It has nothing todo with speed, but finding bug's.
>I always recommend developers to get the cheapest possible laptop for testing.
Yeah that is stupid, until you are the developer of that Laptop, or your dev's have too much time, take trusty Hardware and Down-clock it if you need to (you don't want to debug cheap hardware).
If you want to find bugs in your code that arise from assumptions about machine architecture, you can use emulators. You don't need an ancient MIPS machine for that, unless you want to find bugs on code that supports long obsolete hardware. And you can emulate architectures far weirder than MIPS with that.
And you should test on slow and unreliable hardware.

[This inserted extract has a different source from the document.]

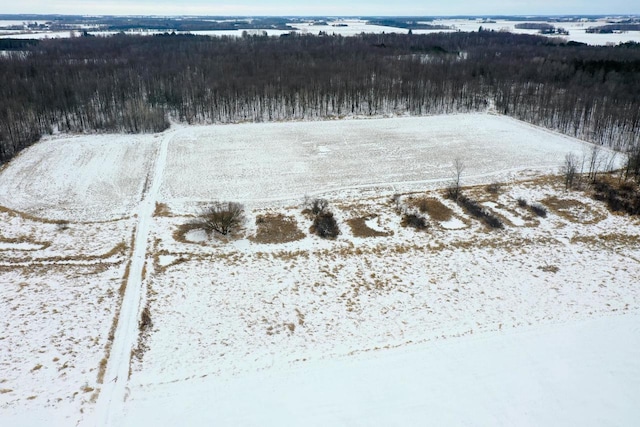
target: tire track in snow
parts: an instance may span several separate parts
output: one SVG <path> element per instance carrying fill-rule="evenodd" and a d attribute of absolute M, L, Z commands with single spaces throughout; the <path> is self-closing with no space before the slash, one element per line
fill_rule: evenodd
<path fill-rule="evenodd" d="M 107 369 L 96 410 L 85 425 L 109 426 L 118 425 L 122 417 L 122 404 L 128 394 L 129 367 L 131 351 L 138 341 L 138 319 L 140 317 L 140 301 L 143 296 L 142 271 L 144 268 L 149 230 L 153 222 L 153 212 L 160 193 L 162 174 L 167 163 L 169 141 L 176 130 L 169 131 L 160 143 L 160 151 L 156 160 L 150 186 L 138 207 L 138 225 L 134 239 L 134 250 L 131 257 L 127 286 L 122 298 L 118 316 L 118 326 L 109 353 Z"/>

You'd be surprised, for instance, how frequently servers fail to boot because the BMC ignored your instructions.
>from assumptions about machine architecture, you can use emulators
That is exactly NOT true, since there is no 100% correct emulation around, think of x64 emulation with integrated Meltdown, if you don't know about meltdown your emulation has no implementation for it.
Look you made a perfect counterargument, using unreliable hardware...with your words you could just test it with unreliable emulation ;)
>unreliable hardware... how frequently servers
Wait...server's and unreliable do not match together...and then the BMC argument..sound's bit crazy to me.
>I always recommend developers to get the cheapest possible laptop for testing.
Yeah that is stupid, until you are the developer of that Laptop, or your dev's have too much time, take trusty Hardware and Down-clock it if you need to (you don't want to debug cheap hardware).